(Fred Weinberg/The Penny Press) – There’s been a lot of talk about homosexuality recently.
Oh, they don’t call it that anymore. The politically correct term is “gay”. But what they mean is homosexual.
And it seems that the President—perhaps legitimately, perhaps cynically; it is, after all, an election year—has decided that it’s OK to allow homosexual couples the state’s imprimatur to marry.
I have an overarching question.
Why is it that I have to know about your private sexual activity?
Why should I care?
Isn’t sex something which happens in private? Between two consenting adults?
Not only do I not care about Perez Hilton’s sex life, I don’t care about Paris Hilton’s sex life, either. If both of them wish to make asses of themselves on TV, that’s OK, because I can turn off the TV. I also don’t have to go to the public venues where they hang out.
But why is it that I have to have personal knowledge of their various sexual preferences?
I’m not suggesting that a homosexual couple should not have the same rights that a heterosexual couple has. Not in the least.
But those rights are, essentially, contractual rights, and any good attorney can draft a partnership agreement to make sure those rights are protected. And if a homosexual couple wants to make sure they have those rights, then I’m happy to oblige them.
The problem, however, when you want to add in the state’s imprimatur is the slippery slope. While homosexuals are definitely a minority, to equate the way people choose to have sex with each other with your religion or your skin color or your ethnicity is, at best, a stretch. If that’s the case, what other activity should similarly be protected?
Man-Boy love? Bestiality? How about human sacrifice?
Ridiculous? Maybe. But, clearly, society has to draw the line somewhere.
The line, right now, is that what you do in your bedroom behind closed doors is largely your business. If you don’t go out of your way to make it my business, then I really don’t have any reason to care much what it is you do.
But, when I have to know, then you are, essentially, asking me to approve what you it is you are doing. And, as my late father used to occasionally tell me, never ask a question you don’t really want to hear the answer to.
And in this case, you’re not even asking politely.

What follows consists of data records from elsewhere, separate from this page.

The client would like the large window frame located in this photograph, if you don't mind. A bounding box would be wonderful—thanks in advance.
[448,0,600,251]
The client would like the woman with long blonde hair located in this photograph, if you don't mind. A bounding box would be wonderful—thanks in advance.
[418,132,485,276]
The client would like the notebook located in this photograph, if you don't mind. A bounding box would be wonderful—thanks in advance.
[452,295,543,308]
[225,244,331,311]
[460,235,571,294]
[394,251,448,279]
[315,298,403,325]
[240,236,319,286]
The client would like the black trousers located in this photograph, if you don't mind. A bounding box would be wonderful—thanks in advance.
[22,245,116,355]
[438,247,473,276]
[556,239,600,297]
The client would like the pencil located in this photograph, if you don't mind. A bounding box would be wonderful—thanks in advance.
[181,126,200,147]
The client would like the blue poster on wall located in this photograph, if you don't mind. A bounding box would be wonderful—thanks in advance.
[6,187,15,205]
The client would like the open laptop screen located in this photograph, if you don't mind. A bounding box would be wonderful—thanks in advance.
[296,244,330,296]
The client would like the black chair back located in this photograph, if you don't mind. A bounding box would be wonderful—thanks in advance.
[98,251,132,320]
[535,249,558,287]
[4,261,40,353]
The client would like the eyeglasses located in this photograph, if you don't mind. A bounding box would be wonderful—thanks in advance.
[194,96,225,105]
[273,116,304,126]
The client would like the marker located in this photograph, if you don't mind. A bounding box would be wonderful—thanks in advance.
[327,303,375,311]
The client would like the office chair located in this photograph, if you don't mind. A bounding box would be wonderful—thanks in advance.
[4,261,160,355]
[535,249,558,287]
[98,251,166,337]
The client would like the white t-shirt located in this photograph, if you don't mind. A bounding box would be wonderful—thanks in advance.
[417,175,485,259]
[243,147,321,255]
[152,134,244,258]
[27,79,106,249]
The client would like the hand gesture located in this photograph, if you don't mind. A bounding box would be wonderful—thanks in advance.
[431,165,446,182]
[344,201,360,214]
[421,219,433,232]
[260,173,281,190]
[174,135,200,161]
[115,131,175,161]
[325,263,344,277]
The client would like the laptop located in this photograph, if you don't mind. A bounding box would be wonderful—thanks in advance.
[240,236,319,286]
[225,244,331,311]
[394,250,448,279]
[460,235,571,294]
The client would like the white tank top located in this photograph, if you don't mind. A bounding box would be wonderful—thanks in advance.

You are telling me something I don’t care about and don’t really want to know about and telling me that it is necessary for me to approve of what it is you are doing.
That’s a lot like a little old lady at a casino blowing smoke in my face and telling me it’s her “right” to smoke.
Now I want to separate the issue of homosexual marriage from other, related issues.
Should homosexual couples be able to adopt children?
Not my first choice, but there are so many children in need of a loving household that if it’s available in the form of a homosexual couple, I’m OK with that.
Should homosexual couples be allowed in the military?
Sure. Under the same rules as heterosexual couples.
Should homosexual couples be able to have all the civil rights a heterosexual couple has?
As I said above, those are contractual rights and easy for an attorney to establish and I’m all in favor of any two people who want to enter into such a partnership.
But marriage? Sorry, I choose not to be involved.